A world half in darkness. A secret she must bring to light.
It is 2059 and the world has crashed. Forty years ago, a solar catastrophe began to slow the planet's rotation to a stop. Now one half of the globe is permanently sunlit, the other half trapped in an endless night. The United States has colonized the southern half of Great Britain—lucky enough to find itself in the narrow habitable region left between frozen darkness and scorching sunlight—where both nations have managed to survive the ensuing chaos by isolating themselves from the rest of the world.
Ellen Hopper is a scientist living on a frostbitten rig in the cold Atlantic. She wants nothing more to do with her country after its slide into casual violence and brutal authoritarianism. Yet when two government officials arrive, demanding she return to London to see her dying college mentor, she accepts—and begins to unravel a secret that threatens not only the nation's fragile balance, but the future of the whole human race.

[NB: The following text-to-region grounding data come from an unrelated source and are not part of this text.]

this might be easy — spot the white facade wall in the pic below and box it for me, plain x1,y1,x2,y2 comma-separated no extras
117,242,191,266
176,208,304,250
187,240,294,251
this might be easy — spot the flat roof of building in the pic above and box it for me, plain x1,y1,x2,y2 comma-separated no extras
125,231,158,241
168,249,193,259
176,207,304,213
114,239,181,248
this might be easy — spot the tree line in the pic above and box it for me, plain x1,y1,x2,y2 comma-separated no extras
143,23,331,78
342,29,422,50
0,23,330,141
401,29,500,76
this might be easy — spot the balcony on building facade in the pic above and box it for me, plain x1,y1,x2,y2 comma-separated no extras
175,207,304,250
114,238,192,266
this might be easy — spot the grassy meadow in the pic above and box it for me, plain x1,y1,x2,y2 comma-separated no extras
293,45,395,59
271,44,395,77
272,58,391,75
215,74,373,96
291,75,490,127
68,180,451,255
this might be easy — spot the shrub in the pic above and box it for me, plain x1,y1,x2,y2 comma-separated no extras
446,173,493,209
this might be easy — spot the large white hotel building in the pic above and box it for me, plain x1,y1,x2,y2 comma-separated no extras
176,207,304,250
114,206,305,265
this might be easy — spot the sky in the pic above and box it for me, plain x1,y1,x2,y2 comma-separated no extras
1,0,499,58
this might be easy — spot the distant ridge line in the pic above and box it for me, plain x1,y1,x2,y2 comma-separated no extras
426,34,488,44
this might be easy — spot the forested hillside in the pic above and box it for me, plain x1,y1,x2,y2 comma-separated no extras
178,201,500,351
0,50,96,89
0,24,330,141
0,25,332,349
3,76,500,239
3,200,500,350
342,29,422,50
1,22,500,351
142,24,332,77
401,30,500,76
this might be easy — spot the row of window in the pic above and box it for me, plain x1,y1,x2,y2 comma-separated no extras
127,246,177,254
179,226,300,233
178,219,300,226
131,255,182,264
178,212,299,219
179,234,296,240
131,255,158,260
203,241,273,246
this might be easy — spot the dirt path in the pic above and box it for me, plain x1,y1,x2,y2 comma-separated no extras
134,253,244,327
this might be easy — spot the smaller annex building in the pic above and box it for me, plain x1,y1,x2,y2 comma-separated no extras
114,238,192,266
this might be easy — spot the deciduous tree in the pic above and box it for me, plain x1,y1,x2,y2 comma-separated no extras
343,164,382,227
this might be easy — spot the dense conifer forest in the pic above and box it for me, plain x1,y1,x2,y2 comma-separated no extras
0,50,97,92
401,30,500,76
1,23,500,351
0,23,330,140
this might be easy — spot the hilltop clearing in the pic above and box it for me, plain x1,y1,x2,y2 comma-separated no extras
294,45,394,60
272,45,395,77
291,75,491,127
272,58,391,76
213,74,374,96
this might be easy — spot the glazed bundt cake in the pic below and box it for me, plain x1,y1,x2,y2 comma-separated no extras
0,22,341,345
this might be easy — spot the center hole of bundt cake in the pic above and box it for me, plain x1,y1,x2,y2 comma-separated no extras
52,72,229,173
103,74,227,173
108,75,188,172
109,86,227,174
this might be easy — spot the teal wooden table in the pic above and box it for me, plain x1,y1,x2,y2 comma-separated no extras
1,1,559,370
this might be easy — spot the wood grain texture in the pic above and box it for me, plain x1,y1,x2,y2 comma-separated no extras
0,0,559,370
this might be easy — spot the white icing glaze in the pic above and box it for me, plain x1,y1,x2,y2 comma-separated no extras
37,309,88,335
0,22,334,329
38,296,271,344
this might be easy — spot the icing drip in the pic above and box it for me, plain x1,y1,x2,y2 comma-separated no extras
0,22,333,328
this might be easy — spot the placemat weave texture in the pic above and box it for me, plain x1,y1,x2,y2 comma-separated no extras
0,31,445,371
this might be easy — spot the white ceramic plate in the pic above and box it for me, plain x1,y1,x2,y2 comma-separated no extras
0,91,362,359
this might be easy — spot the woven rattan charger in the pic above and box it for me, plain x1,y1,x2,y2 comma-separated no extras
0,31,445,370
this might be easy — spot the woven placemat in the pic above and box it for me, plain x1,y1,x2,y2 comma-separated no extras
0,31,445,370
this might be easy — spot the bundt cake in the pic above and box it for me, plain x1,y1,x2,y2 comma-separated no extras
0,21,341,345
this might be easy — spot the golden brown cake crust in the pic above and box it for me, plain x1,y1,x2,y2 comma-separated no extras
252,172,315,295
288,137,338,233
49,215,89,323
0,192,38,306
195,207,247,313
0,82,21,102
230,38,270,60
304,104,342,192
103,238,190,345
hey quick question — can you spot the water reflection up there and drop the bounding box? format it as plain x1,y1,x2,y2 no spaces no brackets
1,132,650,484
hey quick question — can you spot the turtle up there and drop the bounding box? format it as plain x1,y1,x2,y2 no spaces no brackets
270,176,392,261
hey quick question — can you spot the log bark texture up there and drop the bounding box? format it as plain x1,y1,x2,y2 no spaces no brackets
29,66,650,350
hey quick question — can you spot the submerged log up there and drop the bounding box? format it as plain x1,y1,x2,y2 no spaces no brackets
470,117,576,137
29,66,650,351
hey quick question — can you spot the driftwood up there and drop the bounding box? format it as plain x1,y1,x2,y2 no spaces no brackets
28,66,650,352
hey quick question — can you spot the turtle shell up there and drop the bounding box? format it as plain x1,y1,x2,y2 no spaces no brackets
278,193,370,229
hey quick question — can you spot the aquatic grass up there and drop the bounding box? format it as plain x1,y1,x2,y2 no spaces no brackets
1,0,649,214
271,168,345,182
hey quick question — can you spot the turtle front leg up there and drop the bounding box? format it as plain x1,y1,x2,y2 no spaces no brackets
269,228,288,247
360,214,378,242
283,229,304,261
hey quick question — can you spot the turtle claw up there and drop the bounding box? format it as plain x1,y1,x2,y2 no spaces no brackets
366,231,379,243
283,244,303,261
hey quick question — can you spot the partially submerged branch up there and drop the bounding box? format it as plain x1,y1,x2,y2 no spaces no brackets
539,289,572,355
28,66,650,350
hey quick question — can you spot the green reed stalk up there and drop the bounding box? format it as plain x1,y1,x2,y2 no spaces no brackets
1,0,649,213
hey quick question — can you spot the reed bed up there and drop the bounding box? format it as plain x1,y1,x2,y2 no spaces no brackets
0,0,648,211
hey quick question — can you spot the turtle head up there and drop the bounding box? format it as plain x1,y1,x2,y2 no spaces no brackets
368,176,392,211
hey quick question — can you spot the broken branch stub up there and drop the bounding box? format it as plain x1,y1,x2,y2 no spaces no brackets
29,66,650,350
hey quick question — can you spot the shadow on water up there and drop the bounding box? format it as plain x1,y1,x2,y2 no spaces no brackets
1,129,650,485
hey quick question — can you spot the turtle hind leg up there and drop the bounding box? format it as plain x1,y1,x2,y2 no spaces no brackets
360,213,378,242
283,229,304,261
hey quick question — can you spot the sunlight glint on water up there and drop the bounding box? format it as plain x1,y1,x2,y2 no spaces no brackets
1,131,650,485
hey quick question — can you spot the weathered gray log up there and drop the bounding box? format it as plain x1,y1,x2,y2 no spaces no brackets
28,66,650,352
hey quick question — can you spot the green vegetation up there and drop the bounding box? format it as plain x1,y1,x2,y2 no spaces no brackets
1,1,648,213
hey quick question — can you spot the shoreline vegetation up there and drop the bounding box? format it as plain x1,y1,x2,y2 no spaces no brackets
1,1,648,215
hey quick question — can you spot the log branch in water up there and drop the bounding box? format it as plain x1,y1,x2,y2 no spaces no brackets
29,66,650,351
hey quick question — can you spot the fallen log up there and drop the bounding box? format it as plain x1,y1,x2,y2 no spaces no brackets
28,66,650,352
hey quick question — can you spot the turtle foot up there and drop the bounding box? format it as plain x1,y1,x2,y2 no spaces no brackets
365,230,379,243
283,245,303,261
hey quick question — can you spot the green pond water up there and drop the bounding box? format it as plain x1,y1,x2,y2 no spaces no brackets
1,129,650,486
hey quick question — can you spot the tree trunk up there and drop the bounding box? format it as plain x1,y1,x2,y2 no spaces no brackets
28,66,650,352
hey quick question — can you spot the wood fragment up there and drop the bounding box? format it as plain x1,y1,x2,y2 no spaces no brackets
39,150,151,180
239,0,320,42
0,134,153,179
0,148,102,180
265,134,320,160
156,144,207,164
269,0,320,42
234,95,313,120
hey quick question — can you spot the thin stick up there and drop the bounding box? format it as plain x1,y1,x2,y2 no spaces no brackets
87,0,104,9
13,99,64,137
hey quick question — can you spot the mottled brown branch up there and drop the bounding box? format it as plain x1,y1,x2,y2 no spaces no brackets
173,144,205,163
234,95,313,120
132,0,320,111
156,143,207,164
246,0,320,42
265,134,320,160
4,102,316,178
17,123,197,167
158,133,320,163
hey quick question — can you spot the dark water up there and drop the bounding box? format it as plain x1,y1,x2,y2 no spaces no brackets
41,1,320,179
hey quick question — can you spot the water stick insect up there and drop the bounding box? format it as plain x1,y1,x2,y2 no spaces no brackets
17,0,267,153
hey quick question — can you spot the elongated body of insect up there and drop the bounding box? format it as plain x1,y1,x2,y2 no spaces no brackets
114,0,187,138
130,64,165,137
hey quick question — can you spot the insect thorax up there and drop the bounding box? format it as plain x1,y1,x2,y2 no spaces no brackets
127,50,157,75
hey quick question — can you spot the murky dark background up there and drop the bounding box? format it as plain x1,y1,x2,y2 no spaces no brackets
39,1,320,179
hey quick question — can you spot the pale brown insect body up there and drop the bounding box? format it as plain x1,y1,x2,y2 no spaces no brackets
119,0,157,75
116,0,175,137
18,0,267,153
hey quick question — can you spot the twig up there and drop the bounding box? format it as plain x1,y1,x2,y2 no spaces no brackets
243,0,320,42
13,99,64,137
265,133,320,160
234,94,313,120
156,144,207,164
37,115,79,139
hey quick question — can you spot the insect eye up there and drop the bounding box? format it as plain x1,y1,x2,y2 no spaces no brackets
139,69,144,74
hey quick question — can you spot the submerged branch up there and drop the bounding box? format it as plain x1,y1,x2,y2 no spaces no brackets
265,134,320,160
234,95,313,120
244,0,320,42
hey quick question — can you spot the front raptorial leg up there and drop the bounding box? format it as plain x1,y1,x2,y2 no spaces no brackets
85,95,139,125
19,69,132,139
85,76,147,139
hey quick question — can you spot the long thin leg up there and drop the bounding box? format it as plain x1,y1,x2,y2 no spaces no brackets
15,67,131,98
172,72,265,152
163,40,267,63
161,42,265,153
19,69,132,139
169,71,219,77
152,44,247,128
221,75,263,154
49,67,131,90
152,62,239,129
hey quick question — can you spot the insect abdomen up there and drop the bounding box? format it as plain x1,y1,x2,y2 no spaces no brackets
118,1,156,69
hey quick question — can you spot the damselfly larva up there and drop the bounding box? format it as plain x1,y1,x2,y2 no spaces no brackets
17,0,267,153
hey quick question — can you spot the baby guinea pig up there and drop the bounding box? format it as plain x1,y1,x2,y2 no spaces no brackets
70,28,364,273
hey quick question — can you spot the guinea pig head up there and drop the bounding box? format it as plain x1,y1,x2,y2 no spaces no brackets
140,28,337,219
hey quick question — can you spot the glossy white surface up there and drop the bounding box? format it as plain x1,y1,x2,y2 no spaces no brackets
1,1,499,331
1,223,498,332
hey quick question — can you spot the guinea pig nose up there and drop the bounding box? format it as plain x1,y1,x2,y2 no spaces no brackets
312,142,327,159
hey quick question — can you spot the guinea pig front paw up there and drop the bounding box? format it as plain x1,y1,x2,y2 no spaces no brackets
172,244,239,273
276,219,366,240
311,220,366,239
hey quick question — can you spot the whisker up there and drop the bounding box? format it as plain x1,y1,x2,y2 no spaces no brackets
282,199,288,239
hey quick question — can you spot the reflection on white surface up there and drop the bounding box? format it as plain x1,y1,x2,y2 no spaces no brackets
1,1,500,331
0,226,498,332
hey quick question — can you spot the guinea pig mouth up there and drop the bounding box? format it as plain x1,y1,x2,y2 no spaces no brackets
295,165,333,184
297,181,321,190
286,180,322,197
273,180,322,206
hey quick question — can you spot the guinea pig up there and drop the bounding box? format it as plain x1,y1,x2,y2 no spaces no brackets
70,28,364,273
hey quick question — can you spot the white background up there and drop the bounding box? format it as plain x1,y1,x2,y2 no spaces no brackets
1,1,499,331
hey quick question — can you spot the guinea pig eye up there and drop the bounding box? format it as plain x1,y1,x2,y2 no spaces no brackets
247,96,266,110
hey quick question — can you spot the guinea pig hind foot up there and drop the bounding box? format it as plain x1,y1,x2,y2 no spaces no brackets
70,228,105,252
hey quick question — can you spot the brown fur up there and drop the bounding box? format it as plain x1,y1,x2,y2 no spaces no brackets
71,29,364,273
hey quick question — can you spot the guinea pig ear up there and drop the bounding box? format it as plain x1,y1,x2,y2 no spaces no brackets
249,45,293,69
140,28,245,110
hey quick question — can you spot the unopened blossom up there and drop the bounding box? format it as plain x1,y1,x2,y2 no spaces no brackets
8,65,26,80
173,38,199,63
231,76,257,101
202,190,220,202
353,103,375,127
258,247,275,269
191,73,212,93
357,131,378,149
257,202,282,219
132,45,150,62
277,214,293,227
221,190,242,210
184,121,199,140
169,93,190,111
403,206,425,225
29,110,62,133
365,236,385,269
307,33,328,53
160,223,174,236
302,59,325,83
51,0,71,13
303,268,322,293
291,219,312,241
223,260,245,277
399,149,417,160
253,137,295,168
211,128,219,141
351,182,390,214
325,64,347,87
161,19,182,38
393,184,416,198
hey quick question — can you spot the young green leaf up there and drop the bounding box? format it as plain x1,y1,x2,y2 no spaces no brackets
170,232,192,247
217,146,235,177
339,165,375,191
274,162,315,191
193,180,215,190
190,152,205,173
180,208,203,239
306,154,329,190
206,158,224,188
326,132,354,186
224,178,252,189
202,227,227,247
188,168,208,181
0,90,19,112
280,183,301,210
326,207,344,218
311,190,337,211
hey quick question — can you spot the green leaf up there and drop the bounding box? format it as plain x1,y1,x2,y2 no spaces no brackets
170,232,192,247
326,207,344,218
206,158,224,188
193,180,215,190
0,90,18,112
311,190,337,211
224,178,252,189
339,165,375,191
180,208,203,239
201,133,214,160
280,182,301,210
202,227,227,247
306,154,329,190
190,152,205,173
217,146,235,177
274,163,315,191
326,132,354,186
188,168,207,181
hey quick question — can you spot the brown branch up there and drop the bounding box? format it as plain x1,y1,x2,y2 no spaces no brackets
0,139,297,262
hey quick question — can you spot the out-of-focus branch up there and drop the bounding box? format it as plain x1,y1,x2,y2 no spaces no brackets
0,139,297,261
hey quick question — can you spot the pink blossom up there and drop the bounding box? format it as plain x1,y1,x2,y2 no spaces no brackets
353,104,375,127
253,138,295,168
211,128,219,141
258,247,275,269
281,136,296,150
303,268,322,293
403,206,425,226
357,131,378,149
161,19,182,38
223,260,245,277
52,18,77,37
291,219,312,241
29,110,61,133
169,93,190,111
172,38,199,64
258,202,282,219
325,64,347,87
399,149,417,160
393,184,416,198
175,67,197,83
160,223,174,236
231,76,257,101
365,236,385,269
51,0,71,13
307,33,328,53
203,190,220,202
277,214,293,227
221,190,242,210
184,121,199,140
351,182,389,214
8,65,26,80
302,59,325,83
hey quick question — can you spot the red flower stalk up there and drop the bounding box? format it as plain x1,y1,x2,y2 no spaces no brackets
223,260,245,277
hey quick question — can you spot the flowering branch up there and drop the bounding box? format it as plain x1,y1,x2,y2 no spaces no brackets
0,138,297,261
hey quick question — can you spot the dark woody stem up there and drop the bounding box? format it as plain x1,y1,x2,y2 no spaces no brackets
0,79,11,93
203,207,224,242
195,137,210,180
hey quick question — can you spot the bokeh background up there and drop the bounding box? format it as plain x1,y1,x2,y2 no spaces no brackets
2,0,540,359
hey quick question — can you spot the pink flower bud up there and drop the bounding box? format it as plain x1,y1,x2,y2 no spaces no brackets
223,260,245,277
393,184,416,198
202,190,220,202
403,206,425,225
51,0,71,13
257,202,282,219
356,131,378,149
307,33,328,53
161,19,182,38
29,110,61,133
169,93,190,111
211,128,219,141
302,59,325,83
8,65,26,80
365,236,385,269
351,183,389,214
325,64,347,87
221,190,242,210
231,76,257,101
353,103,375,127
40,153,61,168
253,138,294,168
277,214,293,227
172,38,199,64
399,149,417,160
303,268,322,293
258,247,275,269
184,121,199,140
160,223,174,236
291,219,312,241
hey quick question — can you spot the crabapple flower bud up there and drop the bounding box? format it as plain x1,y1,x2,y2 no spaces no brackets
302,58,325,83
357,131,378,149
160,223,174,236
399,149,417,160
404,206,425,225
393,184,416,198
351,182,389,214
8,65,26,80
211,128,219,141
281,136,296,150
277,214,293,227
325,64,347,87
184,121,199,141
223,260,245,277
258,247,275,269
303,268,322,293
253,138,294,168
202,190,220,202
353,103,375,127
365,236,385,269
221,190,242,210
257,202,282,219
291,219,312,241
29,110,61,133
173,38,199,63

“A tantalizing, suspenseful odyssey of frustration, deceit, treachery, torture, hope, despair, and ingenious sleuthing . . . Murray has so thoroughly thought through the ramifications of his conceit and conjured up such a dramatic plot and stellar cast of characters that he might have set a new standard for such tales.”—The Washington Post
PUBLISHERS WEEKLY
Murray's impressive eye for detail compensates for the scientifically preposterous premise of his debut. When a "rogue" white dwarf star passed dangerously close to Earth, it left the planet half scorched in sunlight and half frozen in darkness, with humanity barely hanging on in the dim zone between the extremes. Forty years after the disaster, dubbed "the Stop," Britain, in the middle zone, has descended into fascism. Depressed scientist Dr. Ellen Hopper conducts oceanic research on a rig in the North Sea, despite feeling her work is pointless. When Hopper is summoned to the deathbed of her Oxford mentor, Edward Thorne, a government scientist responsible for the deaths of countless refugees after the Stop, she catches wind of a secret that could spell further disaster for humankind. To save what's left of the world, Hopper launches an investigation into the government secret, rediscovering her hope for humanity along the way. Murray's despairing characters are convincing and his descriptions of the broken Earth are vivid, but his apocalypse is too conceptually contrived to be believable. Readers will easily invest in Hopper's mission, but will struggle to buy into Murray's vision of the future.